Further, to investigate the influence of SEAL10 and CWRC10 on ballast and subgrade layers, the percentage of energy absorbed by each layer for the three cases is plotted in Fig. 22. It can be seen that the inclusion of SEAL10 and CWRC10 mixtures not only reduces the energy absorbed by ballast but also reduces the energy absorbed by subgrade. This reduction can be attributed to higher energy absorption by rubber crumbs in SEAL10 and CWRC10, which is significantly higher than that of the traditional capping layer as seen in Fig. 22. This enhanced energy absorption of the alternate capping materials would be beneficial not only to reduce the particle breakage of ballast, but also provides additional protection to the subgrade layers beneath the capping layer.

Fig. 22
figure 22

Percentage of energy absorbed by each layer in a railway track

7 Conclusions

This paper reviews four novel applications in railways using recycled rubber products including CWRC mixtures and SEAL mixtures (mixtures of SFS, CW and RC) to replace subballast/capping materials, tyre cells reinforcements for subballast/capping layer and under ballast mats (UBMs). The energy dissipation capacity was investigated for each application via small-scale triaxial tests and large-scale model tests using the track process simulation apparatus. The laboratory tests and the rheological model indicate that the four applications using recycled rubber could increase the energy absorbing capacity of the rail track and help to reduce the ballast degradation and deformation efficiently. The following findings can be drawn from this paper:

  • The inclusion of rubber contents in CWRC mixtures increased the overall energy absorbing capacity and energy dissipation potential under static and cyclic loading. The compressibility of RC particles was captured by applying a rest period after a certain number of cyclic loading cycles. This enabled part of the energy dissipation potential to recover and further reduced the particle breakage of CW.

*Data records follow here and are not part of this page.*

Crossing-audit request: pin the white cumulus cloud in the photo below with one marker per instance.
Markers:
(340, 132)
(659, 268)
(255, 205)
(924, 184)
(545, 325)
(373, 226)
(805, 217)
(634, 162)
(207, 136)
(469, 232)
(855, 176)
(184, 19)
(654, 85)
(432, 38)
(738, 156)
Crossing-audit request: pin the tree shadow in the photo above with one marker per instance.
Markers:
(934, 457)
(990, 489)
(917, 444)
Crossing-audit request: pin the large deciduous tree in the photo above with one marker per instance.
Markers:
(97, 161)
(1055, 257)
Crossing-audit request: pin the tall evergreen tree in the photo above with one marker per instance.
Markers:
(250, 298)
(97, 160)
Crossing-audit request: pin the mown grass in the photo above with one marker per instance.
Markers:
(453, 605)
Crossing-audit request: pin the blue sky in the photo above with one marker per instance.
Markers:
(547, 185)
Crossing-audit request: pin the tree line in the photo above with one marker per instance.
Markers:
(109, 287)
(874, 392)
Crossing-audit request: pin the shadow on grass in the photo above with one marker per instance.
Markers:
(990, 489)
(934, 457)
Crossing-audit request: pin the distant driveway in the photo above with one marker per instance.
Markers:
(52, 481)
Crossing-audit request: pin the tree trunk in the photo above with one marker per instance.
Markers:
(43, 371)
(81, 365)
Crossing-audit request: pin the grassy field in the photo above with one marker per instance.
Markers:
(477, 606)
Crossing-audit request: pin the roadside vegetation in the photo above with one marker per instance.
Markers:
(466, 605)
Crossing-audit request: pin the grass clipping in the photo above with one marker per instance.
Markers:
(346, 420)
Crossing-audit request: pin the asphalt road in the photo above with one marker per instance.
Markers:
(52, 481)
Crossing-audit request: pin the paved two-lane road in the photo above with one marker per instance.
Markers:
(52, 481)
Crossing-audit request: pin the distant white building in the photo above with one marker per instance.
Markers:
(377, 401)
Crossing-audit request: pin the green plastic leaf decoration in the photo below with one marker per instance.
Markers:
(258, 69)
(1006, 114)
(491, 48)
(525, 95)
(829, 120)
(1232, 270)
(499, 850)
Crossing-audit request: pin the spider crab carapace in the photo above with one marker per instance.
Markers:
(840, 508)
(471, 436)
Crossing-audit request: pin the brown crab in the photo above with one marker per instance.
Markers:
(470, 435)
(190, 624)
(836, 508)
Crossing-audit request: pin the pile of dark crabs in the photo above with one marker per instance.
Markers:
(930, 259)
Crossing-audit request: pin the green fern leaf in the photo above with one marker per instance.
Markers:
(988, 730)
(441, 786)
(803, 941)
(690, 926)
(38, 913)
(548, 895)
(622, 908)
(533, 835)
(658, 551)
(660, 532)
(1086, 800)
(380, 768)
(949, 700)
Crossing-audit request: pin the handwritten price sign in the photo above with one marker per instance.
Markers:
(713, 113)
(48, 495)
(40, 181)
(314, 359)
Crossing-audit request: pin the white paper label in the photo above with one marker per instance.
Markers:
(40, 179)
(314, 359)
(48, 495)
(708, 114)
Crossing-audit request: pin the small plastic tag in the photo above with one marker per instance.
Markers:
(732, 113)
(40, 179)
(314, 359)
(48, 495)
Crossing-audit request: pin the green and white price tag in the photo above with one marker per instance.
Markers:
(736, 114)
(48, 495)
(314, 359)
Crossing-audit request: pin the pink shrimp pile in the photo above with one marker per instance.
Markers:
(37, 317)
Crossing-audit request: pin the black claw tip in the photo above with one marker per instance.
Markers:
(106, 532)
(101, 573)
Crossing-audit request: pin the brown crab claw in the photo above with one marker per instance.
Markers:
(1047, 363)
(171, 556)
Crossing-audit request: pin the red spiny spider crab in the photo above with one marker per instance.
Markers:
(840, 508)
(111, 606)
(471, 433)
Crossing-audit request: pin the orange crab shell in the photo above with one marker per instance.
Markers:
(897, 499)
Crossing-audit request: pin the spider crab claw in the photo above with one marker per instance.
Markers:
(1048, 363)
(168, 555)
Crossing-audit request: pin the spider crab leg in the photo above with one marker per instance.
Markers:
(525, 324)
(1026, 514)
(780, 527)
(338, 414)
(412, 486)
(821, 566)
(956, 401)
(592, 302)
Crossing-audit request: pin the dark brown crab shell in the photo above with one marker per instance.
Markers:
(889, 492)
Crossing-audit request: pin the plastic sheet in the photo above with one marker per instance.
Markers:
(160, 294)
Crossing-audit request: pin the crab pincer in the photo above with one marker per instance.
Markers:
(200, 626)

  • An energy dissipation flow chart was proposed for SEAL and a large-scale physical model was developed to validate the concept. It was found that by increasing the RC content in SEAL, the energy absorbing dissipation capacity of the track specimen increases, while more energy was dissipated through the deformation of the SEAL mixtures, hence reducing the ballast breakage. With SEAL10, the track specimen has less lateral dilation and settlement and significantly reduced ballast breakage (58%) compared to traditional track.

  • Large-scale laboratory tests showed that by confining the capping layer using a tyre cell infilled with spent ballast or crushed basalt in the model track specimen, the damping ratio and the dissipated energy increased and hence effectively reduced the ballast breakage (37.6%–68.5%), especially for large ballast particles (37.5 mm).

  • By inserting a UBM at the ballast–concrete base interface, there is about 8%–22% reduction in the shear and volumetric strain for a 25-t axle load, and about 8%–16% reduction that of a 35-t axle load, and the overall ballast degradation was mitigated by 35%–45%. An empirical model was proposed to predict the total energy dissipation by capturing the ballast breakage and frictional sliding, and it was calibrated and validated using current and previous test data.

  • The outcomes from laboratory investigations on shock mats (UBM), SEAL and CWRC mixtures were included in the track rheological model. Under impact loads, the model results showed the enhanced energy absorption capacity of a track when shock mats and alternate capping layers were used. The inclusion of shock mats reduced the dynamic displacements of ballast on concrete decks and aided in quick attenuation of the mechanical energy. For tracks on embankments, SEAL and CWRC mixtures absorbed most of the mechanical energy, thus reducing the potential for ballast breakage and preventing subgrade failure.